Juan José fue el mayor
de siete hermanos y tuvo desde pequeño un carácter serio y grave. Fue criado
con cariño, pero con severidad, por un padre que no admitía réplicas. Se le
enseñó a ser muy responsable, en carácter de primogénito, y a velar por sus
hermanos menores: Mónica, Joaquín, María Ventura, Francisco, María Dolores,
Josefa y Rosa Micaela. Quizás de allí provenía su actitud algo paternal,
protectora con sus amigos, a quienes parecía cuidar con extraño celo de las
amenazas exteriores a su círculo. “Nuestro
Castelli”, lo llamarían más tarde sus camaradas, entre orgullosos y
cómplices, demandándole una y otra vez –con su complacencia- que les oficiara
de vocero, embajador y público abogado.
Aunque no hay
testimonios sobre su infancia, es posible deducir la severidad paterna con que
fue criado de la circunstancia de haber tenido que aceptar sin apelación una
carrera decidida, no por él, sino por su padre, y haber debido esperar a la
muerte de éste último para seguir su verdadera vocación. Muchos años después, y
ya al borde la muerte, Juan José incurriría en la misma actitud autoritaria de don
Ángelo al no aceptar la voluntad de su propia hija, deseosa de casarse con una
persona que no era del agrado paterno. Entonces este hombre –paladín de la
libertad y el autogobierno-, escribiría, para justificar su oposición, que
estaba ejerciendo un derecho “que da la
naturaleza a los padres para educar y conducir sus hijos al bien verdadero y
dirigiendo la libertad que tienen”. Y agregaría: “La patria potestad jamás ha dado motivo de arrepentimiento (…) La
conducta contraria fue siempre funesta (…) Yo para con mis hijos tengo
derechos, como ellos tienen deberes (…) Me es peculiar y privativa la
inspección de mi familia y el establecimiento de mi hija”. El enemigo de
todos los despotismos se negaría a oir las razones del corazón de su amada
hija, de la misma manera que su padre se había negado a oir los reparos del
pequeño Juan José a la carrera que le había sido impuesta, invocando la patria
potestad y la obediencia filial. La naturaleza humana tiene estas contradicciones...
La familia habitaba en
la casa paterna, en calle de las Torres esquina San Miguel, y según J.C. Chávez,
tenía a su servicio “siete esclavos”, nota de distinción. Cerca de allí, en la
modesta escuela del otrora convento jesuita, Juan José hizo sus primeras
letras, estudiando aritmética y el catecismo bajo la severa vigilancia de un
religioso que no escatimaba castigos corporales para imponer la disciplina del
aula. Como muchos de sus coetáneos, aprendió desde niño a aborrecer los poco
sutiles métodos educativos de la Colonia.
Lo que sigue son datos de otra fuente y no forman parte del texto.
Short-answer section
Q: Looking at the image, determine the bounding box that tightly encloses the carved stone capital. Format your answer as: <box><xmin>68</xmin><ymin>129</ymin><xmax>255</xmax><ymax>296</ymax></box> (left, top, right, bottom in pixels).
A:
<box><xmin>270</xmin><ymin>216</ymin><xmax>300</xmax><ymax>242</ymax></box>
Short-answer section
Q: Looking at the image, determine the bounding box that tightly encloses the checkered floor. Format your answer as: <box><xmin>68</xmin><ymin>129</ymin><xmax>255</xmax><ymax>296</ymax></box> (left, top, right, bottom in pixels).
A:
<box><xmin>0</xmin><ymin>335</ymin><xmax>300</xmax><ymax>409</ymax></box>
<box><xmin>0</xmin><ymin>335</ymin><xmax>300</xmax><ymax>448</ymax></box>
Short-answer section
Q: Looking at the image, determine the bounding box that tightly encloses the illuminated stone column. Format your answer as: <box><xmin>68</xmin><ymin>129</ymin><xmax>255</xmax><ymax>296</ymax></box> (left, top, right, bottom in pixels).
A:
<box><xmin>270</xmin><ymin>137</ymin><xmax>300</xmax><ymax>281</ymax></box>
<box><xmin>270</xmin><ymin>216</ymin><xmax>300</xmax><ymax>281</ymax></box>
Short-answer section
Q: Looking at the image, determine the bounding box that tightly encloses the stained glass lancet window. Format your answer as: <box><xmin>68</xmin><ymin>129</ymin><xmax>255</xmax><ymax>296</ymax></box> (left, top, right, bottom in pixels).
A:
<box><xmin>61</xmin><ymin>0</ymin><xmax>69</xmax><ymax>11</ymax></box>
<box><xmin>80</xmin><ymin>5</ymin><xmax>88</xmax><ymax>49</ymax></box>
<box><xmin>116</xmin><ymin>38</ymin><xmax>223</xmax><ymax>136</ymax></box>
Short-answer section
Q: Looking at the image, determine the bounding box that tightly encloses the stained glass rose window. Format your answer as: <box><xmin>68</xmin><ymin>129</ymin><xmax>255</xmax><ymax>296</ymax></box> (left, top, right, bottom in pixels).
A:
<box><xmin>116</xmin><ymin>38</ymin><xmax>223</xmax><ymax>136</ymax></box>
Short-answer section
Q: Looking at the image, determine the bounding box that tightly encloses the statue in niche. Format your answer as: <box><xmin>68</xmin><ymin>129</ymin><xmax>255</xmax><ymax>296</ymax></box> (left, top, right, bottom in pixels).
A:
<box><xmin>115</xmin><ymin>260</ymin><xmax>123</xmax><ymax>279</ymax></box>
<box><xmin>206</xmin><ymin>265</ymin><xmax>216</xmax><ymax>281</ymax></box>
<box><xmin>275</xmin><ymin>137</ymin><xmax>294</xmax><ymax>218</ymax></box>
Faltaba mucho tiempo para que la Asamblea del Año XIII
prohibiera azotar a los alumnos.
A los trece años, Juan
José ingresó al célebre Real Colegio de San Carlos, que educó a generaciones de
criollos bajo el impulso inicial del “virtuoso canónigo” Juan Baltasar Maciel.
Allí tuvo como condiscípulo a un joven destinado a ser amigo afectuoso, y a
colaborar en todas sus iniciativas políticas con absoluta lealtad: Hipólito
Vieytes. Pero su paso por esa institución fue breve. Un amigo íntimo de la familia
dejó a los Castelli un importante legado dinerario con la condición de que el
hijo favorecido se hiciese sacerdote. Irónicamente, el futuro revolucionario,
abominado por “hereje” y “satánico”, resultó elegido por su padre para sobrellevar
la carrera eclesiástica. Juan José, a disgusto pero obediente, debió marchar a la Real Universidad de Córdoba del
Tucumán, separándose de su familia y de los lugares donde transcurriera su
infancia. Allí cursaría, con notable desempeño, teología y filosofía, materias
indispensables para la proyectada ordenación sacerdotal.